While Councillor Flounders is perfectly within his rights to demolish House - it was meant to be a temporary work - most of those who have seen this haunting white- concrete memory of a working-class Victorian house want it to stay. By Sunday evening more than 3,000 visitors had signed a petition calling on the iconoclastic Liberal-Democrat to grant a stay of execution.
The most controversial work of art in Britain since Carl Andre's Equivalent VIII (the celebrated stack of bricks), House is to be demolished to make way for a children's playground. This seems churlish, not least because there is plenty of room in Bow for House and playground. The councillor who appears to want to be remembered as one of the great philistines is unrepentant. House, he says, is 'utter rubbish', a 'little entertainment for the gallery-going classes of Hampstead' that 'will not remain in place beyond the end of November'.
House might be unexpected, but it is certainly not rubbish. Other public sculptures that we take for granted are far more bizarre. Nelson's Column, for example, is an absurd conceit - a dead Regency admiral perched on top of a fluted Corinthian column extruded beyond all classical credulity. The Albert Memorial is simply barking: a High Victorian carriage-clock blown out of all proportion and so engineered in stone, marble and steel that its self-destruction was almost inevitable.
House has the merit of being a sculpture that thousands want to see in a country not known for the quality of its contemporary public sculpture. If visitors come to gawp at it principally because of its notoriety, this is surely no bad thing. Such has, after all, long been the fate of the Mona Lisa.
Sculptures, paintings and buildings that are considered both the best and the worst at the time of their creation are often those that are remembered and give pleasure to future generations. They are the ones that make us think, seize our imagination.
House was meant to be a brief, monumental and memorable challenge to the way we see houses, buildings, streets and works of art, and it is possible that, if it stays, it may lose much of its power. That should not diminish its value, however. Christo, famous for wrapping buildings, has spent the past 23 years hoping to wrap the Reichstag in Berlin in a silver fabric. If he gets his way, the future German parliament building will be magically transformed, but for no more than a fortnight. The ephemeral nature of such an enterprise is part of its point.
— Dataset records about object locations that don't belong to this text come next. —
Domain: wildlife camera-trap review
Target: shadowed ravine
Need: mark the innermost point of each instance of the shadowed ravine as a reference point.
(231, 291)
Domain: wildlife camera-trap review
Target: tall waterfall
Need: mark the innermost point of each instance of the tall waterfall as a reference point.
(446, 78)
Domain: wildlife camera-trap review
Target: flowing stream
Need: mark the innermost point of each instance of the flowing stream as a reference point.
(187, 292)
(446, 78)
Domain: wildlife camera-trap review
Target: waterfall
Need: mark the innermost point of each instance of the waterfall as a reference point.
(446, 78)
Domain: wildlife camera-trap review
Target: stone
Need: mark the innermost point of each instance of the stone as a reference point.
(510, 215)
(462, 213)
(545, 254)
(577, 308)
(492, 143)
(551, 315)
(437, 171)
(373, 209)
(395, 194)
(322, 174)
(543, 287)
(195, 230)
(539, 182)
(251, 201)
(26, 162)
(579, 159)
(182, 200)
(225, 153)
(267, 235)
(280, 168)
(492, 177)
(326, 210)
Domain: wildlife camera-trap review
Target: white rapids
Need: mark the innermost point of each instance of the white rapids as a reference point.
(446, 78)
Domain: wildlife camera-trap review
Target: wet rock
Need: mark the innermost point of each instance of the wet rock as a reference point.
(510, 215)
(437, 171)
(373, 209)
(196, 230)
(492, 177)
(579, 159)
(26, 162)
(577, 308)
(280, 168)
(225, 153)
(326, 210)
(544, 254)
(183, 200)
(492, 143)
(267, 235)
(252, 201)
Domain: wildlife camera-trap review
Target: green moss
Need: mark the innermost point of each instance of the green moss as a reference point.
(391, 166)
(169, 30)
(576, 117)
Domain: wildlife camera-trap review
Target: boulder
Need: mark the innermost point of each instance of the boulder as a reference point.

Artists, however, are allowed to change their minds; Rachel Whiteread has every right to be proud of House, and no one should deny her the privilege of seeing it outlive Councillor Flounders. Equally, we can change artists' minds for them and insist on keeping temporary designs. The Eiffel Tower, for example, reviled at the time of its construction, has long outlived Gustave Eiffel, its critics and the exhibition it was built for. From object of scorn, it has become the symbol of city it graces. House might yet become the emblem of the London Borough of Tower Hamlets.
If House is reprieved at the last minute, it will need cossetting. Eventually, it will crack and, unless conserved by future generations, fall. Yet its popularity might well repay its long-term costs. Councillor Flounders and his committee appear blissfully unconcerned with the healthy interest that House has created in a London borough not exactly known for its contribution to public art. If they were wise, they might even commission several more works to complement Rachel Whiteread's.